Running the benchmarks yourself¶
# Setup
cd bindings/python
uv run maturin develop --release
uv pip install pydivsufsort pylcs pandas rich biopython pyahocorasick ahocorasick_rs
# All commands below run from the project root via `just`:
# Python: FM-index vs top competitors
just bench-fm-scaling # O(p log sigma) scaling independence (the money chart)
just bench-fm-multipattern # FM-index vs Aho-Corasick
just bench-fm-memory # Memory/compression profile
just bench-fm-breakeven # Break-even analysis
just bench-fm-dna # DNA motif search (bioinformatics)

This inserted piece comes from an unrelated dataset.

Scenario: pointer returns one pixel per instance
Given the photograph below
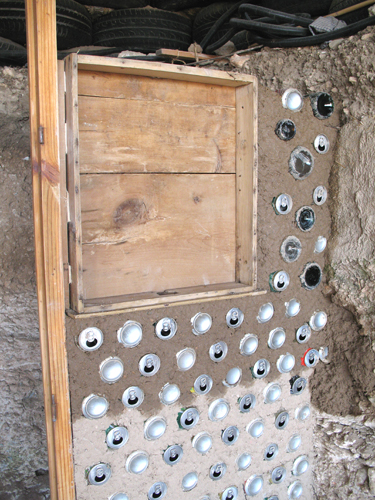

just bench-fm-all # Run all 5 above
# Python: original benchmarks
just bench-pandas # FM-index vs pandas
just bench-fmindex # FM-index vs str.count()
just bench-sa # SA/LCP/BWT vs pydivsufsort
# JavaScript / WASM
just bench-fm-js # FM-index vs modern-ahocorasick vs indexOf
just bench-fm-js-demo # What search libraries can't do (substring gap)
Regenerating charts¶
The SVG charts in docs/assets/ were generated from benchmark output. After running benchmarks, the raw JSON in benchmark-results/ contains all the data needed to regenerate them.
Note
Chart generation scripts are not yet automated — the current SVGs were created manually from benchmark output. This is a known gap.